Corporate philanthropy? California legislators want to require foundations to report race, gender, and sexual orientation of their trustees, staff and recipients. And what if the giving isn’t in line with the legislative vogue? Kiss off those tax deductions.

Governor Rod Blagojevich, has already raided the State of Illinois’ retirement and pension funds. They are currently underfunded by billions, courtesy of a raid to continue spending on RodWerks.

Anyone remember Alicia Munnell of the first years (1995) of the Clinton administration, before Newt Gingrich rode in to block the insanity? She eyed the trillions of dollars invested in pension plans and devised a “one-time tax” plan to take $450BB of the money because its previous tax deferred status was deemed unfair.

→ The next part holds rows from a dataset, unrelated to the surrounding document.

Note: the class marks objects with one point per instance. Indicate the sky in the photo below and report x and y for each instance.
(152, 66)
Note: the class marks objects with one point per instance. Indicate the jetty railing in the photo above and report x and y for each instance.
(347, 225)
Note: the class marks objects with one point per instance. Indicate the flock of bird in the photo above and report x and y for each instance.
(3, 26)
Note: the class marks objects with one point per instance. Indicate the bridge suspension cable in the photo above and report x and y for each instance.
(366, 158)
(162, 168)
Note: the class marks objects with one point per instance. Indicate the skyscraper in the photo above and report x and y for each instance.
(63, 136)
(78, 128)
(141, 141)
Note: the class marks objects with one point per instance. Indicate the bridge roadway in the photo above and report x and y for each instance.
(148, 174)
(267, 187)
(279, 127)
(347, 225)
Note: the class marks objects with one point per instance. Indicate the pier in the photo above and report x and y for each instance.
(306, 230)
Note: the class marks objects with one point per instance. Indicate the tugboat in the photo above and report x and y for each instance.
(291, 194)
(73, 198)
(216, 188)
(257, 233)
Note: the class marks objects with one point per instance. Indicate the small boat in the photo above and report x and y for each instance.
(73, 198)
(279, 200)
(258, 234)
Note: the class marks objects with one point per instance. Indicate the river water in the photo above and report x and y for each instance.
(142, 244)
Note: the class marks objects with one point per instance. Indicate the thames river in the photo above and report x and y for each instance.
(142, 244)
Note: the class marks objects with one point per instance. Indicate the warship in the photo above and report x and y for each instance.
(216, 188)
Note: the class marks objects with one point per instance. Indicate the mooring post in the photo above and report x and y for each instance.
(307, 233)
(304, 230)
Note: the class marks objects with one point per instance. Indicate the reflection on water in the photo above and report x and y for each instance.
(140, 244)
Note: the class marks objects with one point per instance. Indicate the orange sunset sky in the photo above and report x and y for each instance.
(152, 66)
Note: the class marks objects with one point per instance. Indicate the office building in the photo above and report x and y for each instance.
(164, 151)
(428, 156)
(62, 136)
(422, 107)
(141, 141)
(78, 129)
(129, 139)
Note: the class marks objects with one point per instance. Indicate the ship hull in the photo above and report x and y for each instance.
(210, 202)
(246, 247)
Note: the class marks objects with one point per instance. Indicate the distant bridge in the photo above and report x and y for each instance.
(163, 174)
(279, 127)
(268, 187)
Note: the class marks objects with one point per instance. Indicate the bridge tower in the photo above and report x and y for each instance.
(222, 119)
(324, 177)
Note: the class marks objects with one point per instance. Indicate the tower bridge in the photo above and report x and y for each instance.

And the effect is not just in the US. Take Argentina where, on October 21st, President Christina Kirchner has nationalized $30BB of pensions to access the cash for her debt payments. Congress is paying attention to Argentina. Speaker Pelosi and House Ways and Means Chairman McDermott are hearing ideas on what is effectively the nationalization of 401(k) plans in a “lets get a head start on socialism” special session of the House. Wall Street investors obviously can’t be trusted to generate a decent rate of return. Congress would guarantee 3% under one plan. That is provided that they didn’t suck the funds dry like that other “lockbox” fund we now have.

As I have mentioned before, having a government of the Party, by the Party and for the Party is a guarantee that wild spending will not perish from the Earth. So does government in general and Congress in specific have the wherewithall to make the optimal decisions on how to spend your money?


Several years ago I heard a Millercomm talk by Charles Townes, the inventor of the maser. Interesting fellow. One of his talking points was the creation of the government institute for sponsoring science at the end of WWII. The US had the Radiation Lab, which extended development of the radar, and the Manhattan Project at Los Alamos and Oak Ridge which developed atomic energy, as well as the precursors to IBM and digital computers. All very successful and arguably responsible for ending WWII in a victory.

Harvard President James Bryant Conant was the head of this group whose purpose was to direct government funding to obtain the most bang for the buck. Conant and Vannevar Bush believed in big government sponsored science. They honestly believed that they could effectively direct science in the United States and provide the best use of public funds.

Townes pointed out that the post war government spend billions on investigating science directed by these intellectuals. And that they missed a few things: the invention of the maser and its daughter the laser; the transistor and the integrated circuit; fiber optics; polymers; (the list goes on). The program was good at giving money to the big labs but the transitional technologies that created today’s world were generated out of the free market.

Let’s keep our assets out of Congressional control and let the free market, which allowed America to become a place where people can attain their visions, thrive.